Fritz aussi aurait son utilité en temps voulu. J'avais prévu qu'il s'attaque aux données d'Abbot et de son organisation.
Le fantôme hacker. Celle-là, tu ne vas pas la voir venir, Monsieur « J'insiste sur ce point ».
J'ai pris la télécommande pour me détendre et m'informer sur ce que la télévision pouvait nous offrir de plus stupide. L'écran s'est allumé sur un Gordon Ramsay furibond dont les vociférations étaient entrecoupées de bip, alors qu'il agitait ses mains devant une pauvre fille au bord des larmes.
Puis le téléphone de l'hôtel a sonné.
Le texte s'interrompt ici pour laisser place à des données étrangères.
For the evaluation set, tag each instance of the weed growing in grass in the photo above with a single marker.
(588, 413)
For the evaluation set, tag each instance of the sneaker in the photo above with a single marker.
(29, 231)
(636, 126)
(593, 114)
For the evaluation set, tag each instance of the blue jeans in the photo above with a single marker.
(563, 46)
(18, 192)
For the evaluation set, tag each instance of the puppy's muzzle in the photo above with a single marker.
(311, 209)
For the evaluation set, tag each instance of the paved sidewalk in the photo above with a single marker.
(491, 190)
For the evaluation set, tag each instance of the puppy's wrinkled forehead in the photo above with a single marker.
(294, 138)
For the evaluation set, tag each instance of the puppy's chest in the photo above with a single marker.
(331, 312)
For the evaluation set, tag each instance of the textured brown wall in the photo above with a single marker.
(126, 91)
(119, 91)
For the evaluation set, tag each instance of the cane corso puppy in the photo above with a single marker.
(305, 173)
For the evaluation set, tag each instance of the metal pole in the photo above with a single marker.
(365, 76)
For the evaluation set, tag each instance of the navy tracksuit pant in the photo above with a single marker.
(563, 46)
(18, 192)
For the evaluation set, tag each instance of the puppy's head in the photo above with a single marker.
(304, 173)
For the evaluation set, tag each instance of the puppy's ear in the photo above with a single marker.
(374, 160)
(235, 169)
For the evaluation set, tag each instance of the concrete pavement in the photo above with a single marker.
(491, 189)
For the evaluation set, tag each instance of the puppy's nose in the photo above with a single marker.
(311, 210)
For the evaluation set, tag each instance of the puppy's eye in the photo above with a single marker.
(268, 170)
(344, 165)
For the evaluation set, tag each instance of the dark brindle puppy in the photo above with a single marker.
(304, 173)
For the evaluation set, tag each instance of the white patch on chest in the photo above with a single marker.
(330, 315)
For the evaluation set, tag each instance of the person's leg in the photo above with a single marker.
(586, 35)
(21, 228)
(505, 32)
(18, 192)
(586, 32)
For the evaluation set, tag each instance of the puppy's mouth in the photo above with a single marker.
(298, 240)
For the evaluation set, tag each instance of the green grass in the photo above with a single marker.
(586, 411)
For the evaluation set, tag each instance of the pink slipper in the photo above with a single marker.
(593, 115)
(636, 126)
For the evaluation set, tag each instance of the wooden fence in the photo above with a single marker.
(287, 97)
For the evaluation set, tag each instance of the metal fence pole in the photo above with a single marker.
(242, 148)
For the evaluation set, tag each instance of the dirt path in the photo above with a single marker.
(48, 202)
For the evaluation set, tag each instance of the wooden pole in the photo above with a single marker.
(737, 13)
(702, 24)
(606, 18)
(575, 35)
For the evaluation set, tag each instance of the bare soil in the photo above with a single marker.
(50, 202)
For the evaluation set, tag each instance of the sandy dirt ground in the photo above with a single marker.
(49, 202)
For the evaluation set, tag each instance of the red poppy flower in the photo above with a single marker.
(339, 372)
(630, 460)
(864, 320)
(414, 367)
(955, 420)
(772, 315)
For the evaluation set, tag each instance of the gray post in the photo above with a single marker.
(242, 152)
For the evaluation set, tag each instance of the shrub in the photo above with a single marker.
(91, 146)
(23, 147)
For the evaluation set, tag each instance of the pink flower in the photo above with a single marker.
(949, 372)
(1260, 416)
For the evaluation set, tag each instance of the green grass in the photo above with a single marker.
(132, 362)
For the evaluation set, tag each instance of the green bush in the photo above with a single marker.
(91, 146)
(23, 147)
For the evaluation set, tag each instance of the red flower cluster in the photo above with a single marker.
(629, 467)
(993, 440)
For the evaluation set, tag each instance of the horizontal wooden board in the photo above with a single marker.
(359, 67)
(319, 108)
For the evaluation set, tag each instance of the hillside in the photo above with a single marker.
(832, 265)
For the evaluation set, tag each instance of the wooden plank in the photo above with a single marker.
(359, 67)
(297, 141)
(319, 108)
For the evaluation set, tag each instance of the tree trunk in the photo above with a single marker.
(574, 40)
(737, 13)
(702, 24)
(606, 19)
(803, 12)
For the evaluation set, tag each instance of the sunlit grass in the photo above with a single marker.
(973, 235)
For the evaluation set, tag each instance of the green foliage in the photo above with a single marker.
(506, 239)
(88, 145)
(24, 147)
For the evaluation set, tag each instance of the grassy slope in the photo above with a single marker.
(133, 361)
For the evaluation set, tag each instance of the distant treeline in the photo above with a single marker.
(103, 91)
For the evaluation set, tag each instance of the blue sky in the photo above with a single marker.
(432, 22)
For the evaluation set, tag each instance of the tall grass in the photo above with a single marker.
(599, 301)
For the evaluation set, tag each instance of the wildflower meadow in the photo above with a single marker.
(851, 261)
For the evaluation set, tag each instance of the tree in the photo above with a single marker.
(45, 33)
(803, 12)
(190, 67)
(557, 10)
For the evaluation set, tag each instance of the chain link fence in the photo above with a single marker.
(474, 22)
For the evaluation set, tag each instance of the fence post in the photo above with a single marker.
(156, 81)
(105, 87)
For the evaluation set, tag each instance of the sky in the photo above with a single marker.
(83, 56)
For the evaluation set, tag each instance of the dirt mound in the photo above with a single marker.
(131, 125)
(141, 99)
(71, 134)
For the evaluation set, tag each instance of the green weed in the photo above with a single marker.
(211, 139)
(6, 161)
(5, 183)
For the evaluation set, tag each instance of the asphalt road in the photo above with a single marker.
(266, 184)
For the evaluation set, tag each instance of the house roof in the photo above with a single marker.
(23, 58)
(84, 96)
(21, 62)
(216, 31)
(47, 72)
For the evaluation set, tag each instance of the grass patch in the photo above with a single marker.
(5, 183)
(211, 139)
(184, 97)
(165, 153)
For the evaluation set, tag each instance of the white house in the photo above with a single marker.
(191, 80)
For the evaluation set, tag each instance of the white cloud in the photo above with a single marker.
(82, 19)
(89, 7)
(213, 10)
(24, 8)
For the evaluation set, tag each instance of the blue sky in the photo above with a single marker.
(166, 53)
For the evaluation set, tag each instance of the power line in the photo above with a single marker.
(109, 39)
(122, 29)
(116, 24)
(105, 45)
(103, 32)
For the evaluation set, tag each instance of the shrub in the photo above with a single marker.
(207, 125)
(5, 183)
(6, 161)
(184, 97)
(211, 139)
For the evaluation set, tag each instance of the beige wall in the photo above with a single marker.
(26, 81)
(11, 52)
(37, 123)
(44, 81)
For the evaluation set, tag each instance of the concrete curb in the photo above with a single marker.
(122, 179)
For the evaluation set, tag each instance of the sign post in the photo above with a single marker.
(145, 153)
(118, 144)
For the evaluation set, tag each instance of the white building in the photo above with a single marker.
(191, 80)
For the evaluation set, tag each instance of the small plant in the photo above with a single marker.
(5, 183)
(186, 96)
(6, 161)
Ma main a hésité avant de saisir le combiné.
— M. Nothington?
C'était la voix chevrotante d'un vieil homme. Je ne sais pas pourquoi, mais j'ai eu en tête l'image d'un vieux parrain de la mafia.
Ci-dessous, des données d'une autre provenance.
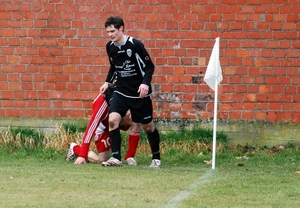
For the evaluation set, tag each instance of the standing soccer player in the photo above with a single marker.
(133, 68)
(98, 128)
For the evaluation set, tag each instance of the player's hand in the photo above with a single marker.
(143, 90)
(103, 88)
(79, 161)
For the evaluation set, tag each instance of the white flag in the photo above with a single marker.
(213, 72)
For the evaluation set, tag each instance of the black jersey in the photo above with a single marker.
(131, 65)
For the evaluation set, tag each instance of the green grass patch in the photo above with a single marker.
(245, 176)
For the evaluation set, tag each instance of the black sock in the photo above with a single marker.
(154, 140)
(115, 142)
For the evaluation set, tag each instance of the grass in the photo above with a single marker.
(244, 176)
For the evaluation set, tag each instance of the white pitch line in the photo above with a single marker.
(190, 190)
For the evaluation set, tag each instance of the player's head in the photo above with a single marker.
(115, 21)
(115, 28)
(108, 93)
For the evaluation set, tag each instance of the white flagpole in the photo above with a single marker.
(215, 126)
(213, 76)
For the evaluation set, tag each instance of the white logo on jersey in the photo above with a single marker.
(129, 52)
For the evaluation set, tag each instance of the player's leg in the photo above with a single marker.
(103, 147)
(133, 138)
(143, 113)
(154, 141)
(118, 110)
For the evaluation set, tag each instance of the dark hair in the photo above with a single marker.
(116, 21)
(108, 93)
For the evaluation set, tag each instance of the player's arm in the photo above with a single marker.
(145, 59)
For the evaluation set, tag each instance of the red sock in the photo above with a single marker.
(76, 149)
(133, 138)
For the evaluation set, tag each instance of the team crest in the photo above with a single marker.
(129, 52)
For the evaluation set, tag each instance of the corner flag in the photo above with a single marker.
(213, 77)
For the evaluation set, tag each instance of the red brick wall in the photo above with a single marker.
(53, 60)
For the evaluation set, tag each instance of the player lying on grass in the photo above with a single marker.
(98, 128)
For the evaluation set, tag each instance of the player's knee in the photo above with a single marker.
(148, 128)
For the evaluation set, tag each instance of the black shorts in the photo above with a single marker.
(140, 108)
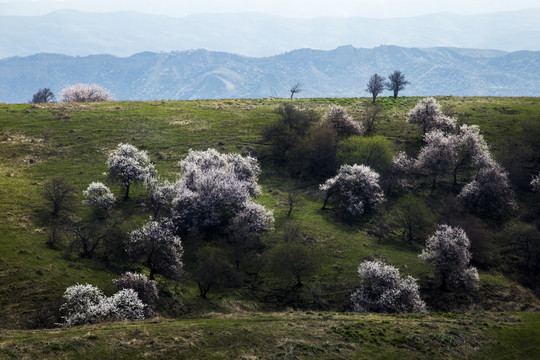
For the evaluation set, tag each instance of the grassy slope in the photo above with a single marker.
(38, 142)
(288, 335)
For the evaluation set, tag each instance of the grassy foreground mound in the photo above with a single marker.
(38, 142)
(289, 335)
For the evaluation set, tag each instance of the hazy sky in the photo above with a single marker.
(290, 8)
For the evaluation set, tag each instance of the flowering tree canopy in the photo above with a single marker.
(438, 155)
(215, 188)
(448, 251)
(339, 119)
(127, 164)
(428, 114)
(85, 93)
(356, 187)
(535, 183)
(99, 196)
(86, 304)
(383, 290)
(490, 194)
(159, 247)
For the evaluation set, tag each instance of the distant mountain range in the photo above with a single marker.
(126, 33)
(343, 72)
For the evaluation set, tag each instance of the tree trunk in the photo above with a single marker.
(127, 193)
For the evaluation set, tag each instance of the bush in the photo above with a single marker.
(338, 119)
(375, 152)
(99, 196)
(85, 93)
(356, 187)
(295, 260)
(448, 251)
(43, 96)
(535, 183)
(383, 290)
(60, 193)
(490, 194)
(86, 304)
(290, 128)
(211, 270)
(213, 189)
(128, 165)
(315, 154)
(427, 113)
(159, 248)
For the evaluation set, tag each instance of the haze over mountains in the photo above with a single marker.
(342, 72)
(145, 57)
(126, 33)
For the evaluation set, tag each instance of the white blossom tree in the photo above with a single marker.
(339, 119)
(448, 250)
(213, 189)
(383, 290)
(375, 86)
(535, 183)
(402, 167)
(356, 187)
(86, 304)
(83, 304)
(396, 82)
(490, 193)
(127, 165)
(99, 196)
(427, 113)
(471, 149)
(245, 228)
(159, 247)
(438, 155)
(145, 288)
(85, 93)
(159, 196)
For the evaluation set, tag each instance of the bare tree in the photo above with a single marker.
(296, 88)
(60, 193)
(375, 85)
(397, 82)
(85, 93)
(43, 96)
— C'est possible. Qui le demande ?
— Ha, je suis rassuré, mes sources m'avaient bien parlé de votre retour à Chicoutimi, mais je voulais en avoir le cœur net.
Il avait éludé ma question.
— Mais encore, vous ne vous êtes pas présenté.
— Vous avez causé beaucoup de dégâts chez les Adlets, a-t-il ajouté.
Bien, bien. Ce type pouvait être n'importe qui, mais il connaissait l'existence des êtres surnaturels. Attention, ce pouvait aussi être la Salémite.
— Je ne vois pas de quoi vous voulez parler, Monsieur...?
— Nous avons un ennemi en commun, et je pense que nous devrions nous rencontrer.
Réflexion faite, le vioc était peut-être sourd comme un pot.
— À qui ai-je l'honneur ? Ai-je répété, en lâchant un grognement.
— Je suis disponible, là, tout de suite, je vous attends dans le lobby de l'hôtel.
J'ai regardé ma montre. Il restait une heure et demie avant la conférence.
— Cela ne sera pas bien long. J'évite de rester trop longtemps à la même place, a repris la voix chevrotante.
— Bon sang ! Il va falloir me donner votre nom, sinon, allez vous faire foutre.
— Bien sûr, Monsieur Nothington, je suis Amarok.